The National Party (NP) was able to capitalise on the fear of racial integration in the schools to build its support. The NP's narrow election victory in 1948 gave Afrikaans new standing in the schools and, after that, all high-school graduates were required to be proficient in Afrikaans and English. The NP government also reintroduced Christian National Education as the guiding philosophy of education.

=== 1948 to 1974 ===
Before 1953, many black people attended schools set up by religious organizations. These schools provided schooling of the same quality that white children received in state schools. This changed after the Eiselen Commission recommended establishing a separate education system for blacks under the Ministry of Native Affairs. Minister of Native Affairs and future Prime Minister Hendrik Verwoerd designed Bantu education to teach African culture and educate Africans "in accordance with their opportunities in life." Following the Bantu Education Act (No. 47) of 1953 the government tightened its control over religious high schools by eliminating almost all financial aid, forcing many churches to sell their schools to the government or close them entirely.

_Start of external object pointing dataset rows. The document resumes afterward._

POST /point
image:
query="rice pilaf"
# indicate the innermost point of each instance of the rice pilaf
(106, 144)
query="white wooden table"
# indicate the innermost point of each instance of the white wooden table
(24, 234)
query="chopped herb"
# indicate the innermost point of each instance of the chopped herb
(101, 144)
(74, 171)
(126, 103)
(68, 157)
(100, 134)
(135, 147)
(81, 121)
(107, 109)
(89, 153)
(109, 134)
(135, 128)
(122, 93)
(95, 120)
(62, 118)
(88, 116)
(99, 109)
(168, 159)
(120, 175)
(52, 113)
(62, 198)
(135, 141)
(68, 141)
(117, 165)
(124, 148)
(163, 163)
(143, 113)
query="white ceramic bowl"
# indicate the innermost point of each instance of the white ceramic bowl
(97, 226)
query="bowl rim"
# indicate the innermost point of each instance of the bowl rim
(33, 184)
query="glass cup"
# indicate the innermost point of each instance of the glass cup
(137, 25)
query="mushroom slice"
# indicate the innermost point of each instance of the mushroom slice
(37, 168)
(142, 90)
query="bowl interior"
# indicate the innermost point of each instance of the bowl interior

The South African government implemented an education system called Christian National Education (CNE). The basis of this system is that a person's social responsibilities and political opportunities are defined by that person's ethnic identity.

Although CNE advanced principles of racial inferiority, it promoted teaching of cultural diversity and enforced mother-tongue instruction in the first years of primary school. The government gave strong management control to the school boards, who were elected by the parents in each district.

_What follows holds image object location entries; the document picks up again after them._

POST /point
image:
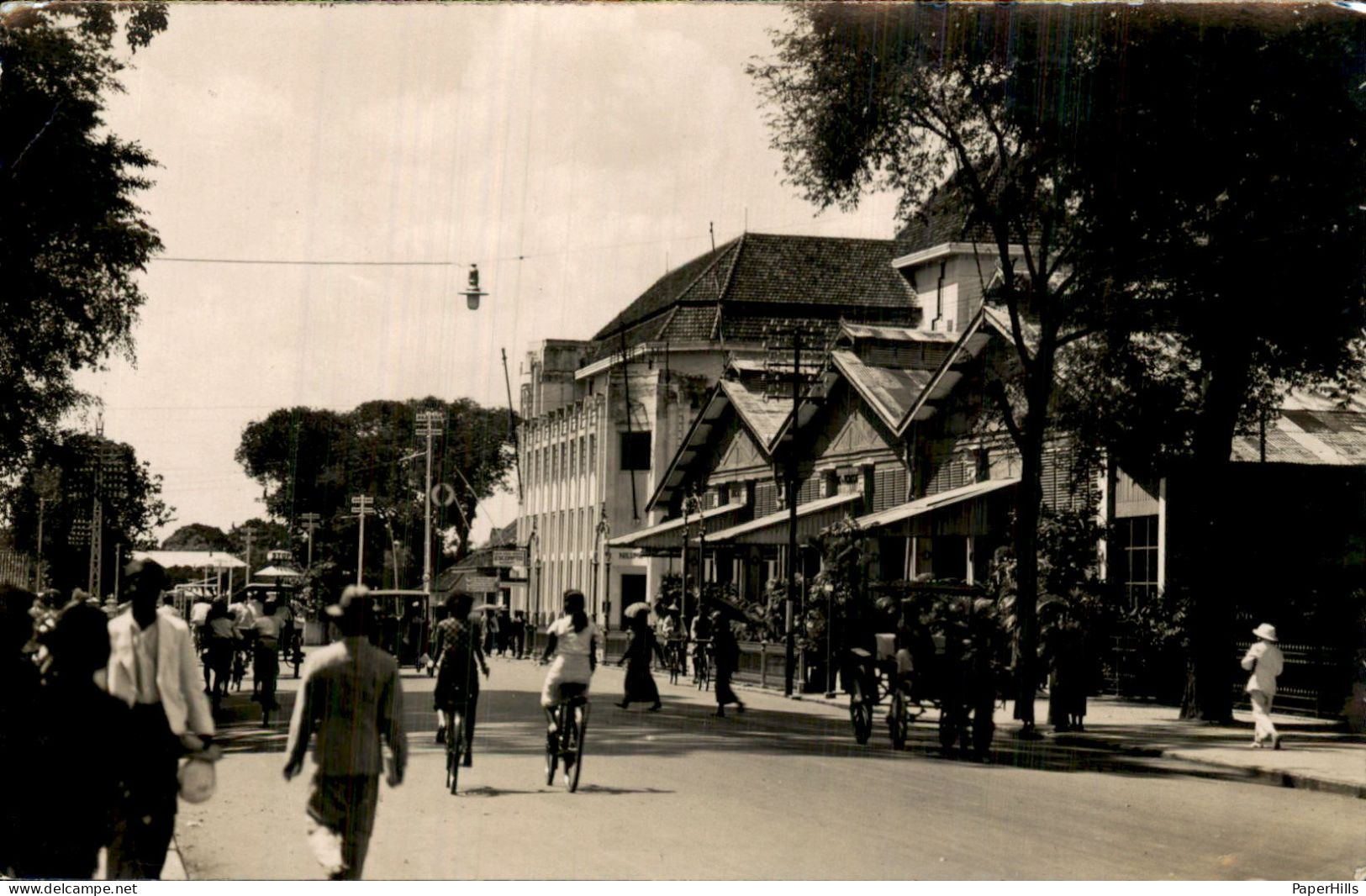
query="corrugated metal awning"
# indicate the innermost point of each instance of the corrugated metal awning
(772, 530)
(667, 537)
(903, 513)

In 1959, the Extension of University Education Act prohibited established universities from accepting most black students, although the government did create universities for black, coloured, and Indian students.

The number of schools for blacks increased during the 1960s, but their curriculum was designed to prepare children for menial jobs. Per capita government spending on black education slipped to one-tenth of spending on whites in the 1970s. Black schools had inferior facilities, teachers, and textbooks.

===1974 to 1983===
In 1974, the Minister of Bantu Education and Development issued a decree commonly known as the "Afrikaans medium decree" in which the use of both English and Afrikaans was made compulsory in black secondary schools. In this decree, physical science and practical subjects would be taught in English, mathematics and social science subjects would be taught in Afrikaans, and music and cultural subjects would be taught in the learner's native language. The Minister said that the reason for this decree was to ensure that black people can communicate effectively with English and Afrikaans speaking white people.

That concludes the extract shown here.